Featuring Greg Tkaczyk, an executive consultant with IBM, Rob Dyson, IBM Global OT Security Leader, and Paul Dant, Illumio Senior Systems Engineer, the event featured a deep dive into the shifting state of the energy sector through the lens of evolving cybersecurity needs.
Keep reading to learn more about the TSA Security Directive updates, security expert recommendations for the energy sector, and three steps to cyber resilience in today’s complex threat landscape.
Revised and reissued TSA Security Directive updates
The guidance outlined numerous steps for pipeline owners to take in ensuring up-to-date cybersecurity, including:
Network segmentation policies and controls
Access control measures to secure and prevent unauthorized access
Continuous monitoring and detection policies
Extensive risk reduction applications
When implementing cybersecurity requirements, grid and distributed energy resource planners should build cyber defenses with the goal of surviving an attack while maintaining critical functionality." – Department of Energy report, Cybersecurity considerations for DER on the US electric grid
Energy sector security requires innovation, digitization, and big data analytics
Beyond breaking down the TSA’s updated guidance, the headlining moment of the event was Dant’s presentation on the challenges facing the modern energy landscape. A heavy focus was around the new challenges plaguing the energy industry. Climate change and the weaponization of energy supply in conflicts such as the war in Ukraine have caused prices to skyrocket recently, forcing rapid change and innovation across the board.
To face these challenges, Dant recommended that energy leaders continue to push innovation in all facets of the industry. Aside from digitizing more assets to optimize supply and manage demand, he noted that security and compliance should be top-of-mind in this new landscape.
Big data analytics must also play an instrumental role, offering benefits for optimizing the efficiency behind a number of key outcomes.
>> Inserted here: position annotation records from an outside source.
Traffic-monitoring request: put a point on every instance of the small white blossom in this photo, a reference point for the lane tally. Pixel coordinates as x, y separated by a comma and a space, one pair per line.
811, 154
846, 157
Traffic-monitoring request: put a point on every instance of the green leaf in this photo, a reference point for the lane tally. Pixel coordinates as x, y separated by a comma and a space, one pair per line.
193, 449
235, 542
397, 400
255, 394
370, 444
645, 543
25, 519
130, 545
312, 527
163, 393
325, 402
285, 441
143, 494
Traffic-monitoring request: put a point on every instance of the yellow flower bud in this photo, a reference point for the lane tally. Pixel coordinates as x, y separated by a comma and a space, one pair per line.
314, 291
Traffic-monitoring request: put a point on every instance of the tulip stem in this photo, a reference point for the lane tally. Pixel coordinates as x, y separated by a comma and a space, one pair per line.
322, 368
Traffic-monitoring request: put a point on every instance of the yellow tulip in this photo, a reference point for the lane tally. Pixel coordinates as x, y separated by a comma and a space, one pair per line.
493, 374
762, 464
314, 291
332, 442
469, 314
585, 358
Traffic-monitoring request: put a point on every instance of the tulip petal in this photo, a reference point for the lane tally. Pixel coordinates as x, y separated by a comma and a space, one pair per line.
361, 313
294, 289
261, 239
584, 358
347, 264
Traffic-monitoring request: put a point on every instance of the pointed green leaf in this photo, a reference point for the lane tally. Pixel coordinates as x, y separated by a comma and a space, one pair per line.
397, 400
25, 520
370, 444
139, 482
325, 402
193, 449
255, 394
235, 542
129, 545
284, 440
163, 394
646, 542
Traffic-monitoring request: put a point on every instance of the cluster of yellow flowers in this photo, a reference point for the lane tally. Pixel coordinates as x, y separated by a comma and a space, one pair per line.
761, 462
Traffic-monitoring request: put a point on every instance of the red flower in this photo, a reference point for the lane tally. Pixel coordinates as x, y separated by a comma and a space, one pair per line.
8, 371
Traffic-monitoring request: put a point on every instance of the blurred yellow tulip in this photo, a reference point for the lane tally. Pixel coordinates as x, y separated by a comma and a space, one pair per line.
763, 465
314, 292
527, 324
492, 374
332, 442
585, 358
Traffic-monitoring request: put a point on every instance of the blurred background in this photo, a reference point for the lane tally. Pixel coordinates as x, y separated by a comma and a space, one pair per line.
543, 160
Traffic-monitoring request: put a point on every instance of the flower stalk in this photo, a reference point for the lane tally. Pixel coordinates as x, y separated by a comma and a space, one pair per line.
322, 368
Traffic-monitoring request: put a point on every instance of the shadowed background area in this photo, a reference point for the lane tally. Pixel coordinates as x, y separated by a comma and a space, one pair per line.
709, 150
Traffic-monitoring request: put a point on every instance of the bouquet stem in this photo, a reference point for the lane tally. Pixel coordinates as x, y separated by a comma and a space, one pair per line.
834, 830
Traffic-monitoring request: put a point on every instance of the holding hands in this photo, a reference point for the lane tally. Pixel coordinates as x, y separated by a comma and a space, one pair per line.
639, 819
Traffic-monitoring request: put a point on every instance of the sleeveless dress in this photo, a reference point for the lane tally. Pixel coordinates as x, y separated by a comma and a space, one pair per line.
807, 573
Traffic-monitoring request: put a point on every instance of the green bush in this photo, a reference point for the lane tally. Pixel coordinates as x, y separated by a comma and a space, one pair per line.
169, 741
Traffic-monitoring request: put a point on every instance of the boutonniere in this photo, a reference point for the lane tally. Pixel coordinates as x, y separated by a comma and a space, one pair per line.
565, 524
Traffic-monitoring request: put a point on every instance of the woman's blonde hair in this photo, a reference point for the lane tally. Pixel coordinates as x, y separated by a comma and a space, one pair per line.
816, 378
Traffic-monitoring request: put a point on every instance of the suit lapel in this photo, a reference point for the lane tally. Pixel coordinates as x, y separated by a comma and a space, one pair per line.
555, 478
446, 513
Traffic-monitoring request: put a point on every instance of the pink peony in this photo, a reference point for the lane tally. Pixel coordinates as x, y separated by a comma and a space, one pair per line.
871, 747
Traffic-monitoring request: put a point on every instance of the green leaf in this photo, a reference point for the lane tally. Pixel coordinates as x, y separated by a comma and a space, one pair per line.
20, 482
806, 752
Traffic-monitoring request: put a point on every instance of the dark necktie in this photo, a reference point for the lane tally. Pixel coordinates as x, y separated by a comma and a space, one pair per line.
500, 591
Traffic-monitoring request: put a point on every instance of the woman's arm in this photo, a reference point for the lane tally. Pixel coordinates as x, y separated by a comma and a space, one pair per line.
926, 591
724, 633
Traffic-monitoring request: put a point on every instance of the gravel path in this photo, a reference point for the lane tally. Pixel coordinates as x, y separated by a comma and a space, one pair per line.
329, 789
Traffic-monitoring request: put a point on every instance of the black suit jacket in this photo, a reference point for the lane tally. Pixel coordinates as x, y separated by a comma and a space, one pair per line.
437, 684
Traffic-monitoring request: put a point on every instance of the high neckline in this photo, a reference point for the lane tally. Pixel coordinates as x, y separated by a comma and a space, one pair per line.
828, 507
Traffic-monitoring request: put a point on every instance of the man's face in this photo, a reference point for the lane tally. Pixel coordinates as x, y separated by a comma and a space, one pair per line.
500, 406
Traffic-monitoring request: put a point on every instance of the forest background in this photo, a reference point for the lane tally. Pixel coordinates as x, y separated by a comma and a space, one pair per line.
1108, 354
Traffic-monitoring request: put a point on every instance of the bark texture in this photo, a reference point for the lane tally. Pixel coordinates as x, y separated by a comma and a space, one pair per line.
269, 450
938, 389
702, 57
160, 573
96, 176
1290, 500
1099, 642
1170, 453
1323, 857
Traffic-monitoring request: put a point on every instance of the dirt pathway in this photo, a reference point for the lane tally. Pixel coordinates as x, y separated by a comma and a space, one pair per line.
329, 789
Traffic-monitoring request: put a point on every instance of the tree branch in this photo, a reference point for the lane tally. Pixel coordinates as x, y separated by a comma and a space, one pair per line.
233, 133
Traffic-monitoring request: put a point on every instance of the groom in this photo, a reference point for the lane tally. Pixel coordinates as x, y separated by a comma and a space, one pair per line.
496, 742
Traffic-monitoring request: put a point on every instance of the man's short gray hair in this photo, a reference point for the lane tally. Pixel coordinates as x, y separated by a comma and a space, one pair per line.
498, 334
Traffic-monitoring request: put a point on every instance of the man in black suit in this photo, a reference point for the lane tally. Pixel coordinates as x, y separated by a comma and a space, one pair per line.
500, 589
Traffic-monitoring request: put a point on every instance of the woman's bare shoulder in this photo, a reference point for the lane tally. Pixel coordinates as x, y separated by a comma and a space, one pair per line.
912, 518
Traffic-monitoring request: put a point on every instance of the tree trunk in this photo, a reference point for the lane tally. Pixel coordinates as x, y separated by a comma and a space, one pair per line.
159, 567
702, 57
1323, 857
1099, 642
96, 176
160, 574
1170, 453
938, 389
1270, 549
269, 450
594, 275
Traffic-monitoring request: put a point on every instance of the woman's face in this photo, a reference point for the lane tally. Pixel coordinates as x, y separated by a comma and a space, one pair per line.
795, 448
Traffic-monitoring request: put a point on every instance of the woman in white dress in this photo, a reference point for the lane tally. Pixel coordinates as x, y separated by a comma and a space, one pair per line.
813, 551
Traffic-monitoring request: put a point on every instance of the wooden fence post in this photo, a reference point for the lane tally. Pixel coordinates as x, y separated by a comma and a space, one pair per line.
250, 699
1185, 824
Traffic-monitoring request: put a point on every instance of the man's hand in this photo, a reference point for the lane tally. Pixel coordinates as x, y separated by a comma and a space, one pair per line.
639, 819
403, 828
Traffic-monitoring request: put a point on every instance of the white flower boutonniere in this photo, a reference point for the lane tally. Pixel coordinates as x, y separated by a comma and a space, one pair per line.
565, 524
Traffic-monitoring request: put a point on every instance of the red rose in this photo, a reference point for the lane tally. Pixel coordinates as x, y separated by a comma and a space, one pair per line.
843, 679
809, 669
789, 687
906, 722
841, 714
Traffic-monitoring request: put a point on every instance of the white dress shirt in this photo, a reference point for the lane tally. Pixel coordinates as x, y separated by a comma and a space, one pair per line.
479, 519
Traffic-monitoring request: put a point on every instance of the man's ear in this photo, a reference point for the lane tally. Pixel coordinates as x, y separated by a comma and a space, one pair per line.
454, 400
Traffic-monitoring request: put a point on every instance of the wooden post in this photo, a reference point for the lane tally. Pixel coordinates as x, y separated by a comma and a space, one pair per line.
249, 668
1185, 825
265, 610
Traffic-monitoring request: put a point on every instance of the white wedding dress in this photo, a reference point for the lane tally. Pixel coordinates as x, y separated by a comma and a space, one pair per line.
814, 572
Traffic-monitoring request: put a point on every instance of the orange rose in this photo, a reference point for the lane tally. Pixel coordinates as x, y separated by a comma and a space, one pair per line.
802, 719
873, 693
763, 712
Storage, transmission, production, consumer usage, and renewables are all areas that could stand for optimization, said Dant. This means digitizing assets that don’t already produce in-depth data.
3 key steps to cyber resilience in the energy sector
All this rapid innovation and digitization means one thing: an expanding attack surface for ransomware. But a growing emphasis from attackers on inflicting pain to achieve their ends does not help the equation.
According to the 2023 World Economic Forum Global Cybersecurity Report, “Respondents now believe that cyberattackers are more likely to focus on business disruption and reputational damage.”
To match the new mindset presented by modern threats, Dant pointed to the mindset changes energy and stakeholders should adopt themselves. Cyberattacks like Not Petya and WannaCry have made the attack surface more complex and accelerated the cyber landscape dramatically towards Zero Trust. A refocusing on containment and resilience is the key.